The first is exception prioritization. Large shippers process dozens to hundreds of exception alerts per day. Not all exceptions require the same response urgency. A system that scores exceptions by downstream impact — ranking a three-hour delay on a shipment feeding a just-in-time production line above a one-day delay on a non-critical replenishment shipment — lets operators allocate attention to the exceptions that actually matter. The ranking itself is learnable from historical data: which delay patterns in the past actually caused production line stops or customer SLA breaches, versus which resolved themselves without intervention?
The second is carrier selection at rebooking. When a shipment is canceled or a carrier fails to load, the logistics manager needs to identify an alternative carrier on short notice for that specific origin-destination pair, at current available capacity and price. Manual carrier selection at rebooking relies on the manager's knowledge of which carriers typically have capacity on that lane and how their performance compares. A system with historical carrier performance data at lane granularity — not just average performance, but performance under specific weather conditions, specific seasonal demand periods, and specific origin/destination terminal combinations — can recommend the carrier most likely to deliver within the required window at the lowest available rate. This is not exotic ML; it's a retrieval and scoring problem on well-structured historical data. But it's a problem that most logistics software handles with a static rate sheet lookup rather than a data-driven recommendation.
The third is proactive customer communication. When a high-probability delay is identified early — say, 12 to 18 hours before the expected delivery window — the optimal response often includes notifying the downstream customer before they notice the deviation themselves. We are not saying automation of that communication is always appropriate; customer relationships often require human judgment about tone and context. But automating the identification of which shipments warrant early customer notification, and drafting communication templates populated with the relevant details, reduces the manager's cognitive load and reduces the frequency of customers discovering delays without prior warning from their supplier.

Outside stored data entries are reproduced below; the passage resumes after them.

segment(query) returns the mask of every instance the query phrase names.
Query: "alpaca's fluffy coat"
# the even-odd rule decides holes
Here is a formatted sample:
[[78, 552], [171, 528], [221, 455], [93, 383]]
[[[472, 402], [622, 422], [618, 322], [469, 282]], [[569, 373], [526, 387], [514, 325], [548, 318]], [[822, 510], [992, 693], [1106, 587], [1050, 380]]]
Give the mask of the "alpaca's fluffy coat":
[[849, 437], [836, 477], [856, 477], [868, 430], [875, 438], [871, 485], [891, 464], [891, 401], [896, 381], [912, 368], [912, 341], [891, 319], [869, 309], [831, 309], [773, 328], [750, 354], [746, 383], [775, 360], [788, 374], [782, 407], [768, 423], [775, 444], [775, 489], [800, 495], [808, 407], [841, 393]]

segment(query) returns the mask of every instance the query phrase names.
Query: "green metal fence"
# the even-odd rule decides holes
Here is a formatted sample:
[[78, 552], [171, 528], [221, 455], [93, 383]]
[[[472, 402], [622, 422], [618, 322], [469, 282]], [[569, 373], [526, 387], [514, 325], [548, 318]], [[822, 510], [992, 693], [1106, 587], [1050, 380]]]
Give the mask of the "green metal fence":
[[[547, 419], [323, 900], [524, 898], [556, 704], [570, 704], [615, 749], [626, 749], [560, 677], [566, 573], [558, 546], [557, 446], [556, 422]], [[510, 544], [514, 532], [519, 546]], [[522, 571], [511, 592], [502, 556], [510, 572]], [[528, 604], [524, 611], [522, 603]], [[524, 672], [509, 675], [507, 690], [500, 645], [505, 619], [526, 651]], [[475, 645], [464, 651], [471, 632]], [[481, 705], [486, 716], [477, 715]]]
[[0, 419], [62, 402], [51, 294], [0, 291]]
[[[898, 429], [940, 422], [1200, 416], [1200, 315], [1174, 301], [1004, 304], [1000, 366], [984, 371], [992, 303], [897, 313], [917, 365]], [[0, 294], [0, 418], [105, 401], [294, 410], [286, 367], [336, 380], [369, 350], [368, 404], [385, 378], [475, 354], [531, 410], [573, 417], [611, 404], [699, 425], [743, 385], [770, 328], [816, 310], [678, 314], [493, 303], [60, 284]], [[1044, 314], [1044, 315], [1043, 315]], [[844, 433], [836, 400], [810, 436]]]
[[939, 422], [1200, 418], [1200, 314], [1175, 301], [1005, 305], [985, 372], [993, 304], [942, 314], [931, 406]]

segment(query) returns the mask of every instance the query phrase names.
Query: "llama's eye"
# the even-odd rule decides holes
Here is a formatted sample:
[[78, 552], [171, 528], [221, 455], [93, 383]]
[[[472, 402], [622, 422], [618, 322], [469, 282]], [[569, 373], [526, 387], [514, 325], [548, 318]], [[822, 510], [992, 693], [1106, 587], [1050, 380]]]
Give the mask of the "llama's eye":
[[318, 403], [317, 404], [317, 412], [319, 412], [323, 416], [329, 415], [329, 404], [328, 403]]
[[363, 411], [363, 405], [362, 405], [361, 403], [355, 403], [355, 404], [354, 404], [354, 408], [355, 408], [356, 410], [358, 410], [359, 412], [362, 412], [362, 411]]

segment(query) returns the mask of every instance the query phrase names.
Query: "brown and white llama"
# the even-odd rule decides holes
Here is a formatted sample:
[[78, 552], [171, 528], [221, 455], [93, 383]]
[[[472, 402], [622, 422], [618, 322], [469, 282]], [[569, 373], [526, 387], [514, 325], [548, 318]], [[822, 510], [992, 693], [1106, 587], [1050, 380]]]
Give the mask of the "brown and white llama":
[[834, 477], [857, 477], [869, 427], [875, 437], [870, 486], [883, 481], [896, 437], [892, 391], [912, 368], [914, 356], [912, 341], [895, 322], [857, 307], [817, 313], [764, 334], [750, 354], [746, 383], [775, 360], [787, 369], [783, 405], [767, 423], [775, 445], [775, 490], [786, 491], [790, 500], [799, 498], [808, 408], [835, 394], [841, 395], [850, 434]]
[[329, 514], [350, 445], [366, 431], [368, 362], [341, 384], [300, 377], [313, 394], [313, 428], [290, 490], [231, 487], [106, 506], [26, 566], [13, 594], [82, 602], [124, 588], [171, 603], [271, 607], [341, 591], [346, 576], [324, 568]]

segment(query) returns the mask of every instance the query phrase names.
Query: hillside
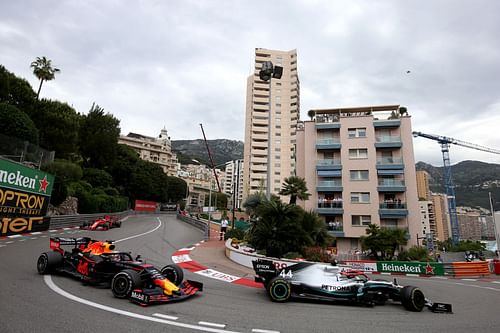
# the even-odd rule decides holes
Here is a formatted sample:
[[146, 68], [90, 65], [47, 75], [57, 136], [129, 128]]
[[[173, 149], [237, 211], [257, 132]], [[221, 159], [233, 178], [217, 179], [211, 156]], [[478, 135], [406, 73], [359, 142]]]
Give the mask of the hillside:
[[[415, 165], [417, 170], [429, 173], [431, 191], [444, 193], [443, 167], [424, 162]], [[500, 210], [500, 165], [479, 161], [463, 161], [451, 166], [457, 206], [483, 207], [490, 209], [491, 192], [494, 209]]]
[[[243, 158], [243, 142], [227, 139], [207, 140], [215, 165]], [[202, 139], [172, 140], [172, 150], [181, 164], [193, 163], [196, 159], [203, 164], [210, 164], [207, 146]]]

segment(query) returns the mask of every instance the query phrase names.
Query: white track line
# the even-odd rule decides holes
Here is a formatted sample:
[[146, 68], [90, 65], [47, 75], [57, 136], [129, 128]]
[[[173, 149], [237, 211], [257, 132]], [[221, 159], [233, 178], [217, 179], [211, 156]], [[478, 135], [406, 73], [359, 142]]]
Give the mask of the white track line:
[[211, 326], [211, 327], [218, 327], [218, 328], [225, 328], [226, 324], [217, 324], [217, 323], [211, 323], [209, 321], [199, 321], [198, 325], [204, 325], [204, 326]]
[[72, 294], [62, 290], [52, 281], [52, 277], [50, 275], [44, 275], [43, 279], [45, 281], [45, 284], [47, 284], [47, 286], [50, 289], [52, 289], [54, 292], [58, 293], [59, 295], [61, 295], [63, 297], [66, 297], [66, 298], [73, 300], [75, 302], [78, 302], [78, 303], [92, 306], [94, 308], [98, 308], [98, 309], [101, 309], [104, 311], [116, 313], [118, 315], [127, 316], [127, 317], [131, 317], [131, 318], [135, 318], [135, 319], [149, 320], [152, 322], [166, 324], [166, 325], [170, 325], [170, 326], [190, 328], [190, 329], [197, 330], [197, 331], [213, 332], [213, 333], [241, 333], [241, 332], [237, 332], [237, 331], [226, 331], [226, 330], [221, 330], [218, 328], [211, 328], [211, 327], [204, 327], [204, 326], [199, 326], [199, 325], [179, 323], [176, 321], [165, 320], [165, 319], [141, 315], [141, 314], [130, 312], [130, 311], [116, 309], [116, 308], [113, 308], [113, 307], [110, 307], [107, 305], [102, 305], [99, 303], [95, 303], [95, 302], [80, 298], [78, 296], [72, 295]]
[[168, 320], [177, 320], [177, 319], [179, 319], [179, 317], [168, 316], [168, 315], [164, 315], [162, 313], [153, 313], [153, 316], [160, 317], [160, 318], [163, 318], [163, 319], [168, 319]]

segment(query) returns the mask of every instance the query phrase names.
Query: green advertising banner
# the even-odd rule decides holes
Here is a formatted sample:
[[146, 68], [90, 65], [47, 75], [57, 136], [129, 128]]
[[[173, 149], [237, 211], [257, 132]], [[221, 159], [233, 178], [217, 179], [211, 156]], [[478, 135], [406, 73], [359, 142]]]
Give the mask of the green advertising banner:
[[0, 159], [0, 188], [21, 190], [50, 197], [54, 176], [22, 164]]
[[442, 263], [411, 261], [377, 261], [377, 271], [419, 275], [444, 275]]
[[47, 230], [54, 176], [0, 159], [0, 237]]

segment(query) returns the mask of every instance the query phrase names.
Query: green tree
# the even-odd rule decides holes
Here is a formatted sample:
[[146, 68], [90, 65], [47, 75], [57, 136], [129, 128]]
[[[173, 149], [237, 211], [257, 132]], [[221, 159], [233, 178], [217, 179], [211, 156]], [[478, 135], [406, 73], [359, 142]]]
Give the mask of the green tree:
[[53, 150], [59, 159], [72, 159], [78, 152], [81, 115], [66, 103], [42, 99], [31, 115], [40, 132], [40, 146]]
[[83, 117], [79, 131], [80, 152], [84, 166], [106, 169], [115, 163], [120, 121], [104, 109], [92, 104], [89, 113]]
[[165, 202], [178, 203], [180, 200], [185, 199], [187, 183], [185, 180], [167, 176], [167, 200]]
[[0, 65], [0, 102], [17, 107], [31, 116], [36, 95], [31, 85]]
[[[38, 130], [26, 113], [13, 105], [0, 103], [0, 133], [38, 143]], [[8, 144], [3, 142], [2, 145]]]
[[83, 169], [82, 179], [93, 187], [106, 188], [113, 184], [113, 176], [104, 170], [95, 168]]
[[363, 250], [370, 250], [376, 260], [391, 260], [402, 245], [408, 243], [407, 232], [399, 228], [380, 228], [370, 224], [366, 228], [368, 236], [361, 237]]
[[40, 80], [40, 86], [38, 86], [38, 92], [36, 93], [36, 99], [38, 99], [43, 82], [55, 79], [56, 73], [59, 73], [61, 70], [52, 67], [52, 60], [46, 57], [36, 57], [36, 60], [31, 63], [30, 67], [33, 69], [33, 74]]
[[82, 168], [67, 160], [55, 160], [43, 167], [45, 171], [55, 176], [50, 203], [54, 206], [61, 204], [68, 195], [71, 183], [82, 178]]
[[302, 230], [307, 235], [308, 240], [305, 245], [320, 247], [330, 245], [333, 238], [328, 234], [324, 220], [314, 211], [304, 211], [301, 215]]
[[262, 203], [258, 207], [259, 218], [253, 221], [249, 231], [250, 243], [257, 250], [265, 250], [269, 257], [301, 250], [308, 239], [297, 222], [300, 214], [300, 207], [279, 200]]
[[263, 191], [258, 191], [250, 194], [245, 202], [243, 202], [243, 208], [245, 212], [250, 216], [251, 219], [257, 214], [257, 208], [264, 202], [267, 201], [266, 195]]
[[289, 195], [290, 204], [295, 205], [297, 198], [307, 200], [311, 194], [307, 192], [307, 184], [304, 178], [290, 176], [285, 178], [283, 188], [279, 192], [280, 195]]

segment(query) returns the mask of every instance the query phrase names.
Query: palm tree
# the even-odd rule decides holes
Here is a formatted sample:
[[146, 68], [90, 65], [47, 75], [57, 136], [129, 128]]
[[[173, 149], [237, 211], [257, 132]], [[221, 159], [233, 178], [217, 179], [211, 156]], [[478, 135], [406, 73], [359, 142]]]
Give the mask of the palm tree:
[[307, 192], [307, 184], [304, 178], [297, 176], [285, 178], [285, 183], [279, 194], [289, 195], [290, 205], [295, 205], [297, 203], [297, 198], [300, 200], [307, 200], [311, 196], [311, 194]]
[[36, 99], [38, 99], [43, 81], [53, 80], [56, 77], [56, 73], [59, 73], [61, 70], [52, 67], [52, 61], [45, 57], [36, 57], [36, 60], [31, 63], [30, 67], [33, 68], [33, 74], [40, 80], [40, 86], [36, 93]]
[[249, 231], [249, 241], [257, 250], [265, 250], [268, 257], [281, 257], [290, 251], [300, 251], [306, 234], [297, 223], [300, 207], [279, 200], [265, 201], [257, 208], [258, 220]]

Where the seed stage opportunity sits
The companies building toward this decision support layer are working at the intersection of logistics domain knowledge and ML systems engineering. The logos that get the most attention in this space are the freight forwarder platforms — Flexport and its European equivalents — that are building vertically integrated visibility-plus-decision tools for their own freight brokerage businesses. But vertically integrated tools built for brokerage aren't the same product as a shipper-side decision support tool that works across multiple 3PL and carrier relationships.
The seed-stage opportunity I see is specifically in software that helps the operations teams at mid-to-large European shippers — FMCG, automotive supply chains, industrial distributors — make better decisions on their existing freight, using their existing carrier relationships and their existing TMS. That means building the integrations into the shipper's operational systems, not building a new freight marketplace. It means pricing on outcomes — cost savings from better carrier selection, penalty cost avoidance from better exception management — not just on data access. And it means founding teams that have worked in shipper logistics operations, not freight brokerage.
The visibility market gave logistics AI its first proof point that operators will pay for data aggregation and alerting. The decision intelligence layer is where the value proposition shifts from "better information" to "better outcomes" — and that shift is where durable software businesses in this category get built.